Thanks for the pointer. How would this solve the issue of quantum safe server certificates/chains not being verifiable in Chromium, though? Isn't libnss still providing the code for this logic? If this code is not PQ-enabled, shouldn't verification fail right away -- before even hitting the root cert?

Raytonne commented 1 year ago

Thanks for the pointer. How would this solve the issue of quantum safe server certificates/chains not being verifiable in Chromium, though? Isn't libnss still providing the code for this logic? If this code is not PQ-enabled, shouldn't verification fail right away -- before even hitting the root cert?

The webpage I linked above explicitly mentions

Historically, Chrome integrated certificate verification processes with
the platform on which it was running. This resulted in inconsistent user
experiences across platforms, while also making it difficult for
developers to understand Chrome's expected behavior. ... Once complete,
the launch of the Chrome Certificate Verifier will ensure users have a
consistent experience across platforms, that developers have a
consistent understanding of Chrome‘s behavior, and that Chrome better
protects the security and privacy of users’ connections to websites.

So I think if the root certificate is in Chrome Root Store, then libnss is not providing the code for this logic; instead, the Chrome Certificate Verifier will build and verify the certificate chain.

In PR #210 , we provided a way to make Chrome Certificate Verifier able to verify quantum safe server certificates/chains.

Raytonne commented 1 year ago

@xvzcf @baentsch Should we close this issue since Chrome is using Chrome Certificate Verifier and Chrome Root Store now? Especially Chrome dropped libnss https://github.com/chromium/chromium/commit/9942b74d18acb6c9a1d1cf85d0ad4db15357d2f6

nickforsythbarr commented 7 months ago

is there a new issue recently with acceptance of CA certs in Chrome 124.0.6367.91 Im getting the error: [29771:29771:0429/142921.004838:ERROR:nsNSSCertificateDB.cpp(95)] PK11_ImportCert failed with error -8168

Raytonne commented 6 months ago

is there a new issue recently with acceptance of CA certs in Chrome 124.0.6367.91 Im getting the error: [29771:29771:0429/142921.004838:ERROR:nsNSSCertificateDB.cpp(95)] PK11_ImportCert failed with error -8168

Are you importing a CA that uses quantum-safe algorithms? If yes, then this is expected.

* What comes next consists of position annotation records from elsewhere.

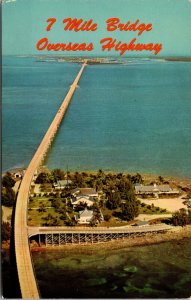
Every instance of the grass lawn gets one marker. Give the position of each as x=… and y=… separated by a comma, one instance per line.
x=35, y=218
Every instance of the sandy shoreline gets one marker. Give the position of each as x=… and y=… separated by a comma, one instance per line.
x=149, y=239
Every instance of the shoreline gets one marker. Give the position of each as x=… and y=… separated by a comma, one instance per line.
x=146, y=176
x=149, y=239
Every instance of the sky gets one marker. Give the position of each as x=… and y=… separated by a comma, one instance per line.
x=24, y=24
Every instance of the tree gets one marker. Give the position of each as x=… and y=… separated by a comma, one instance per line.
x=8, y=181
x=58, y=174
x=180, y=218
x=8, y=197
x=113, y=201
x=130, y=210
x=42, y=207
x=137, y=178
x=44, y=178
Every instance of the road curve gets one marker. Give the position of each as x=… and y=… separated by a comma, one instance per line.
x=27, y=280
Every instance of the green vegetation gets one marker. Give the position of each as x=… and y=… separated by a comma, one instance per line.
x=181, y=218
x=5, y=231
x=151, y=209
x=117, y=201
x=8, y=194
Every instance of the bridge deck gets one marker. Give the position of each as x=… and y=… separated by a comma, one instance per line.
x=97, y=230
x=27, y=280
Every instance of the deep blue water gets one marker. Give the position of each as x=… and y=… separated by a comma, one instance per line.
x=133, y=117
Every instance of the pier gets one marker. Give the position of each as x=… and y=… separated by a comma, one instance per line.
x=27, y=280
x=62, y=235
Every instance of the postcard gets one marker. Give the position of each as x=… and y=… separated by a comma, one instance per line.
x=96, y=143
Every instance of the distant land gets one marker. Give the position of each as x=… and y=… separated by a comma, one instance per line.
x=105, y=60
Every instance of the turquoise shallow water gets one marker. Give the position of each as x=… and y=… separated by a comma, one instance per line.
x=157, y=271
x=133, y=117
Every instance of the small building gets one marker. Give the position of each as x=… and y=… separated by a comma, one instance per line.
x=155, y=189
x=61, y=184
x=141, y=223
x=85, y=216
x=89, y=192
x=82, y=199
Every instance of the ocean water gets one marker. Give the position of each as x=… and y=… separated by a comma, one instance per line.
x=133, y=117
x=156, y=271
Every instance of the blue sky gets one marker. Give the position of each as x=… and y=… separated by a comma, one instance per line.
x=24, y=24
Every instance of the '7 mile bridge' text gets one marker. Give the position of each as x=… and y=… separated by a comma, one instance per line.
x=107, y=43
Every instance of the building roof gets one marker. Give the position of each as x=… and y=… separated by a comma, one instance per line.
x=84, y=191
x=83, y=200
x=63, y=182
x=153, y=188
x=86, y=213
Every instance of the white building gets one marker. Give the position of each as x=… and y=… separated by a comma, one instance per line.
x=85, y=216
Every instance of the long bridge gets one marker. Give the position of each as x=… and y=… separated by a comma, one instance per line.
x=62, y=235
x=27, y=280
x=56, y=235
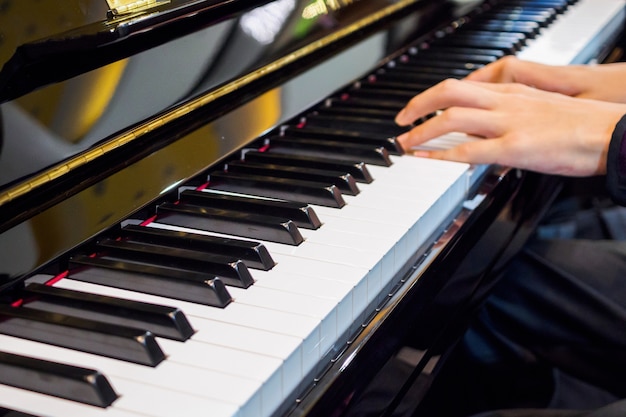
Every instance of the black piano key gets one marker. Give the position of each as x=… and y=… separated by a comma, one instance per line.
x=189, y=286
x=86, y=386
x=481, y=54
x=358, y=124
x=115, y=341
x=379, y=94
x=410, y=73
x=164, y=321
x=343, y=181
x=541, y=18
x=387, y=142
x=5, y=412
x=530, y=29
x=358, y=170
x=231, y=222
x=413, y=84
x=374, y=155
x=355, y=111
x=458, y=64
x=301, y=214
x=284, y=189
x=346, y=100
x=230, y=270
x=515, y=38
x=253, y=254
x=507, y=47
x=556, y=5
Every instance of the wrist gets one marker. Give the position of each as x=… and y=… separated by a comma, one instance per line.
x=616, y=163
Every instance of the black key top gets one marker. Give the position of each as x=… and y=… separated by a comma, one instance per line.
x=412, y=84
x=358, y=124
x=334, y=149
x=352, y=111
x=120, y=342
x=73, y=383
x=189, y=286
x=477, y=42
x=284, y=189
x=358, y=170
x=411, y=73
x=458, y=63
x=347, y=101
x=164, y=321
x=230, y=222
x=389, y=143
x=343, y=181
x=230, y=270
x=542, y=19
x=515, y=38
x=481, y=55
x=529, y=29
x=253, y=254
x=6, y=412
x=378, y=94
x=301, y=214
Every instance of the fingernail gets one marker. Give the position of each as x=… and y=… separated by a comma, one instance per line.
x=400, y=117
x=421, y=154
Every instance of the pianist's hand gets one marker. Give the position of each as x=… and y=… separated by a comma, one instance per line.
x=599, y=82
x=522, y=127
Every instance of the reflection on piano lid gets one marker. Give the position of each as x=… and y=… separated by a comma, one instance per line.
x=229, y=241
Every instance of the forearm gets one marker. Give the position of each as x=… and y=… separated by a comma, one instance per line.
x=616, y=164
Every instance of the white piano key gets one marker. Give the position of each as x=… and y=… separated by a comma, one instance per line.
x=405, y=204
x=286, y=348
x=321, y=309
x=161, y=391
x=574, y=33
x=48, y=406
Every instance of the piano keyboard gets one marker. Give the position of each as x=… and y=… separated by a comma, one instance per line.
x=317, y=275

nickforsythbarr commented 6 months ago

For those seeking a fix who find their way here. This appears to work allowing Chrome, and VsCode etc to respect the CA: (Ubuntu 24.04, Chrome 125.0.6422.76, Code 1.89.1)

# sudo chmod -R 766 /home/username/.pki/ # certutil -d sql:$HOME/.pki/nssdb -A -t "CT,c,c" -n "CertName" -i /usr/share/ca-certificates/your_ca.crt

Raytonne commented 6 months ago

# sudo chmod -R 766 /home/username/.pki/ # certutil -d sql:$HOME/.pki/nssdb -A -t "CT,c,c" -n "CertName" -i /usr/share/ca-certificates/your_ca.crt

Thank you for the update! Could you update oqs-demos/blob/main/chromium/USAGE.md and create a PR?